Organisations are exposed when messaging is vague, crisis communication is underdeveloped or digital assets aren’t protected.
Once hijacked, your message is used against you. No amount of rebuttal will get it back.
Why this matters
The media landscape has changed. Speed, scale, and sophistication now favour activists. Your organisation risks losing its narrative to actors who actively want to harm you.
This isn’t about a clumsy campaign or a gaffe. It’s about losing control of your story and with it the trust that underpins your licence to operate.
What you can do about it
The authors set out a playbook to tackle communication hijacking:
Treat hijacking as a strategic risk
This is a security issue and not just a communication risk. The communication function must work alongside cybersecurity, threat intelligence and public policy.Plan for hijacks before they happen
Prepare through scenario planning, rapid response playbooks and digital asset protection.Make the information environment your job
Track narratives. Monitor threats. Build situational awareness. Don’t wait to be caught off guard.Build narrative resilience
A clear purpose, consistent tone, and recognisable voice help your audience spot fakes and stick with the real you.
This paper is both a warning and a call to arms. The ability to communicate with clarity and control is no longer a given. It’s a contested space. And unless organisations adapt, they’ll find themselves outpaced by bad actors.
I’m heading to Denmark and Sweden this week and then on to the EUPRERA Annual Congress at Lund University. Please say hello if you are attending the conference.
Have a great week ahead.
Management
🌍 GLOBAL PRESSURE: A research report published by The PR Network about international public relations reports on a discipline under pressure - small teams stretched across time zones, crises and cultures - yet delivering strategic value. A webinar next week promises actionable tools to help managers build human-centric, globally attuned communications functions. Source: The PR Network.

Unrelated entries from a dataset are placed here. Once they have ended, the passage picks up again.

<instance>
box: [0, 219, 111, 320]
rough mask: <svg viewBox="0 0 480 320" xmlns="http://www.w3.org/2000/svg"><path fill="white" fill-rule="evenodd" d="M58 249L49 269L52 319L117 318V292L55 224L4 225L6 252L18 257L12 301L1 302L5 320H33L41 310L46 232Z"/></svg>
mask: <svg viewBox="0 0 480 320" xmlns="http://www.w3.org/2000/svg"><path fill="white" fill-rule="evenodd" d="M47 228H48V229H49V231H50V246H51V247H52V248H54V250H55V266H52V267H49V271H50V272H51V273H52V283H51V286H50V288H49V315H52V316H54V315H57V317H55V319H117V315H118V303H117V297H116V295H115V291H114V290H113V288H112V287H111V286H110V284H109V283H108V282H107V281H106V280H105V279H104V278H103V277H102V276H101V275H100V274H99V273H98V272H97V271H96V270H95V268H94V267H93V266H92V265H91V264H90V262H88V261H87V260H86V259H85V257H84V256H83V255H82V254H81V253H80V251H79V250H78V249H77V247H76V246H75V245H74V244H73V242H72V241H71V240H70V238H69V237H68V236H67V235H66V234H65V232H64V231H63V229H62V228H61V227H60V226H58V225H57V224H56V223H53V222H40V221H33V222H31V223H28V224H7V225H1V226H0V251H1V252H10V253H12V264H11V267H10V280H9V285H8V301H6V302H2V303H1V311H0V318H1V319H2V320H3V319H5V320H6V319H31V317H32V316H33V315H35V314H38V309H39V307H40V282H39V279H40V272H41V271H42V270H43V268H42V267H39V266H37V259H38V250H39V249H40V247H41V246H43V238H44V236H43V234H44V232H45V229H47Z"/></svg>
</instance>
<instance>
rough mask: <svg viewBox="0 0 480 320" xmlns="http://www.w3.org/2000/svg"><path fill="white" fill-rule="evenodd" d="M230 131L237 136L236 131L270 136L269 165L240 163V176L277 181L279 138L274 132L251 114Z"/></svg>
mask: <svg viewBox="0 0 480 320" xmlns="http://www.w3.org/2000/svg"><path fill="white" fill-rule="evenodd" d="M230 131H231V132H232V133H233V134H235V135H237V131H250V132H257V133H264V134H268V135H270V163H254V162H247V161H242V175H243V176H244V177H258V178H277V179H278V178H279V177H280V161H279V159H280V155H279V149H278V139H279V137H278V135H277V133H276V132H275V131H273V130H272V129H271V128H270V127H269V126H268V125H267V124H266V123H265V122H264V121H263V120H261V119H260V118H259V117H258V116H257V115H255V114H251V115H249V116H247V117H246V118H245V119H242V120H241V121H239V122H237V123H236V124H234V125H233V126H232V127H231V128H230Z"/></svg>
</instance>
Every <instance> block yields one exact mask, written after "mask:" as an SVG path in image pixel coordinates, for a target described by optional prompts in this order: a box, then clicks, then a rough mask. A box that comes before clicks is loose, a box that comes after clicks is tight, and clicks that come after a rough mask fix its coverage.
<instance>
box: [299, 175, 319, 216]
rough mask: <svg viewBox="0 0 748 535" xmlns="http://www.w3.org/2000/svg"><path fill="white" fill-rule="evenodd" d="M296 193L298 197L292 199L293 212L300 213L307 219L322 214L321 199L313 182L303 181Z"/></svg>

🕊️ CANDOUR CALL: The Hillsborough Law, formally the Public Office (Accountability) Bill, introduces a legal duty for public officials, including public relations practitioners working with public bodies, to act with transparency and integrity, or risk criminal charges. Communicators must scrutinise messaging, challenge unethical directives, and ensure their work complies with this new standard of public accountability. Source: Under Pressure.
Media
📺 MEDIA VISIBILITY: Culture Secretary Lisa Nandy has warned that public service media is “fighting to be seen and heard” and pledged to legislate for its prominence on platforms such as YouTube. She called for collaboration to safeguard trusted news, counter disinformation, and ensure the BBC and broader media landscape remain relevant, inclusive and resilient for the future. Source: HM Government.
📰 SUBSTACK MOMENT: Substack has surged ahead of traditional publishers in global, US and UK rankings, driven by a nearly threefold rise in UK engagement. Its success signals a shift towards writer-led, niche content platforms where audiences value direct, trusted voices over legacy brands. Source: Press Gazette.
Artificial Intelligence
📚 CHART CLIMBER: Mine and Ben Verinder’s forthcoming book on AI for Public Relations briefly cracked Amazon’s Top 20 PR titles in pre-sales last week, more than six months ahead of its May 2026 release. The project, developed with Kogan Page, explores the intersection of AI, organisational strategy, and public discourse thanks to an all-star roster of industry contributors. Source: Amazon.
🔍 GEO DEBATE: The comms industry is split on GEO: some call it snake oil, others see a disruptive opportunity shift. While no one fully understands how LLMs form answers, that’s no reason to sit on our hands. Practitioners never wait for perfect data before acting; we work with patterns, instincts and insights. Treat GEO the same way: explore, experiment, and guide clients based on what we do know. Source: PR Moment.